Por supuesto, la infausta transición nacional en la que se ha embarcado Artur Mas —y en la que ha embarcado a todos los españoles— tiene gran parte de culpa. Pero también es cierto que los gobiernos anteriores, y en especial los del tripartito, habían ya colaborado lo suyo financiando a espuertas a las entidades pancatalanistas de las antiguas zonas de conquista del rey conquistador. Por lo demás, la izquierda española, socialista y comunista, parece haber llegado a la conclusión de que, para alcanzar el poder, precisa del nacionalismo, por lo que no se para en barras a la hora de saltarse la ley y apoyar, por activa y por pasiva, cuantas iniciativas lingüísticas, educativas y culturales tienden a separar esos territorios de su matriz hispánica. De resultas de lo anterior, al tiempo que han crecido las expectativas de quienes desean ardientemente la anexión a Cataluña, se ha ensanchado el rechazo a todo lo que guarde relación no ya con el imperialismo catalán, sino con lo catalán a secas.

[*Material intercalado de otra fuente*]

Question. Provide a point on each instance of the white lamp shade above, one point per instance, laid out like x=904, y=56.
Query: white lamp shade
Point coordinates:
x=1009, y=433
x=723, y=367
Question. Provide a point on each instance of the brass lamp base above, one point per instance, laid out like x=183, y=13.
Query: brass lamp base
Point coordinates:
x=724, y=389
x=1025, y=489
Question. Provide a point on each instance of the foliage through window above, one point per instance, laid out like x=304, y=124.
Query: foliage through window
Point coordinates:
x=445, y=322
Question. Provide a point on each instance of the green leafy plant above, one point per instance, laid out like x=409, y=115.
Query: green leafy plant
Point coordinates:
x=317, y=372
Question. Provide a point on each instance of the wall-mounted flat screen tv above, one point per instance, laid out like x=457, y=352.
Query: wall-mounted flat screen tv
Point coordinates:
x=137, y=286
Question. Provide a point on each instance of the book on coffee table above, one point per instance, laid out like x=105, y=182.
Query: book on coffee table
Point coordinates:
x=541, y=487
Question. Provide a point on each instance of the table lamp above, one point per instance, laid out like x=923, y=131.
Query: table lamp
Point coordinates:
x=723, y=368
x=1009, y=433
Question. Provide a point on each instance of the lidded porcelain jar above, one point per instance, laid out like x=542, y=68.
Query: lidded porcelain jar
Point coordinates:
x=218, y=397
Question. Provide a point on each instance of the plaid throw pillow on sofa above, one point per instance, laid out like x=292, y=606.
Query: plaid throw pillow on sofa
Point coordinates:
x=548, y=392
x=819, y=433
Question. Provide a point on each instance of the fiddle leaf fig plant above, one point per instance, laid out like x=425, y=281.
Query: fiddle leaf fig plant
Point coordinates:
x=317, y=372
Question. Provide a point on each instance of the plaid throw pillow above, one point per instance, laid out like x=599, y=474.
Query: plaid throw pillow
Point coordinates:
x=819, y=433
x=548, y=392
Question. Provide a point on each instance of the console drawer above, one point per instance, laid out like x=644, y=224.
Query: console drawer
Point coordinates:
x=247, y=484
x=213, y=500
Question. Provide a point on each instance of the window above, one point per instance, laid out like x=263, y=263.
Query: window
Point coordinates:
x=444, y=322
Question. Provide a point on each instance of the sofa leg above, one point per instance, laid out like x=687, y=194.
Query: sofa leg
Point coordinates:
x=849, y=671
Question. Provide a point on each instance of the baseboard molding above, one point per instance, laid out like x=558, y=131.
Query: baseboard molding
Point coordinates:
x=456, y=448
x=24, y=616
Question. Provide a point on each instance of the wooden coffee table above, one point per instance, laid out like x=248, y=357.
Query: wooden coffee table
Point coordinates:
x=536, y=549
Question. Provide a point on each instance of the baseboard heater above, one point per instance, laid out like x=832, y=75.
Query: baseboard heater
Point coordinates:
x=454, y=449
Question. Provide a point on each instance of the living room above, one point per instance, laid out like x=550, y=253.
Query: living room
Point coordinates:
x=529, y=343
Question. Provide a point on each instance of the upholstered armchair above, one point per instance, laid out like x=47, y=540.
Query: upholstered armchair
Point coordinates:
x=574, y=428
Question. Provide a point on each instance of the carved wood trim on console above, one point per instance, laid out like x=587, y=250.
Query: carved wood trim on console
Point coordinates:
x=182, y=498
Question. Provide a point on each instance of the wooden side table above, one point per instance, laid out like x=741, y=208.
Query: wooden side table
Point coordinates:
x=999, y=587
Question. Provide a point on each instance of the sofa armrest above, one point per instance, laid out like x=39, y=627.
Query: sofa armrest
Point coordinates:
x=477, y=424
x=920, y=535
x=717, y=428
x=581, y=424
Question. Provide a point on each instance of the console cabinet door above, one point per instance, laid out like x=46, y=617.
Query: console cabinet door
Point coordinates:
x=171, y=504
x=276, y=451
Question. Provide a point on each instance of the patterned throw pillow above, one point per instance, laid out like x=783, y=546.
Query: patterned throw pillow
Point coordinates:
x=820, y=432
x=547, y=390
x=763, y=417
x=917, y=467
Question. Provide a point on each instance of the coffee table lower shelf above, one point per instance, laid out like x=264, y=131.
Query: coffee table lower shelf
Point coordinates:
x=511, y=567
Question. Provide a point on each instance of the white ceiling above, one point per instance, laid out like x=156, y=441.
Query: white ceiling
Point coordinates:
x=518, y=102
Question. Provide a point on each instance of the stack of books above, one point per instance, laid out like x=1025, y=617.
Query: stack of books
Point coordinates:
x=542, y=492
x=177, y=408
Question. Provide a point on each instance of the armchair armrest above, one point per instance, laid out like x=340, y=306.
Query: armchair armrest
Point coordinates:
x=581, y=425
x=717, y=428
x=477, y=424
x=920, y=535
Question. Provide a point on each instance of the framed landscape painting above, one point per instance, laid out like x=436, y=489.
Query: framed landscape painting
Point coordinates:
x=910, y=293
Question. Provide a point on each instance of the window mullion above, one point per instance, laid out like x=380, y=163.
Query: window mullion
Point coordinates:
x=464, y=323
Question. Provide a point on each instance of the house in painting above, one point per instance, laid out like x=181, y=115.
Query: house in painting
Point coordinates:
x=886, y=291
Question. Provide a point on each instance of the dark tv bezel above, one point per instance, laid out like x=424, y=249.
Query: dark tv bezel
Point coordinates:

Así lo admitían hace unos días en Barcelona, en el marco incomparablemente soberanista del Born Centre Cultural, seis preclaros representantes del pancatalanismo balear, entre los que figuraban el político Barceló, máximo dirigente del PSM, y el filólogo Marí, presidente de la Sección Filológica del Institut d’Estudis Catalans. Conforme a sus declaraciones, todos ellos dan por descontado que Cataluña va a separarse tarde o temprano del resto de España, lo que comportará, a su juicio, que se agudice esa polarización entre favorables y contrarios a la independencia y, en definitiva, a la futura anexión de Baleares a los llamados Países Catalanes.
Suponiendo que esa agudización a la que tanto dicen temer no esté ya aquí, claro. Piénsese, por ejemplo, en el conflicto originado por la negativa de maestros y profesores reunidos en asamblea, con la complicidad de las asociaciones de padres de alumnos, a aplicar el modelo de enseñanza trilingüe promovido por el Gobierno Balear y que debería acabar, de facto, con la inmersión lingüística en las aulas del archipiélago. La revuelta empezó hace un año. Desde entonces ha habido de todo: amenazas, huelgas, manifestaciones, concentraciones, boicots, coacciones a docentes y estudiantes contrarios al movimiento; et j’en passe, que dirían los franceses. El último episodio conocido es la pretensión, por parte de la autoproclamada Asamblea de Docentes, de conceder un aprobado general en primaria y secundaria. (Sí, igual que en aquel curso universitario de las postrimerías del franquismo marcado por el paro indefinido del personal no numerario, cuando la revolución lo justificaba todo o casi todo.) Ante el desafío, la Administración se ha mantenido firme, por más que recientemente haya mostrado su disposición a negociar determinados aspectos del plan ya aprobado, lo que ha sido interpretado, en determinados sectores, como una cesión a los alzados y una muestra evidente de debilidad.
Sea como sea, la crispación —o la tensión; que cada cual aguante su término— parece asegurada también en tierras de conquista. Al nacionalismo le conviene, porque la culpa del conflicto, ya se sabe, siempre es del otro, esto es, de la rancia derecha españolista. Y a la izquierda, incluso a la no nacionalista —suponiendo que una tal combinación se dé—, también le conviene, porque de otro modo no le saldrían las cuentas para alcanzar algún día el poder. Mal estamos, pues. Y lo que nos espera.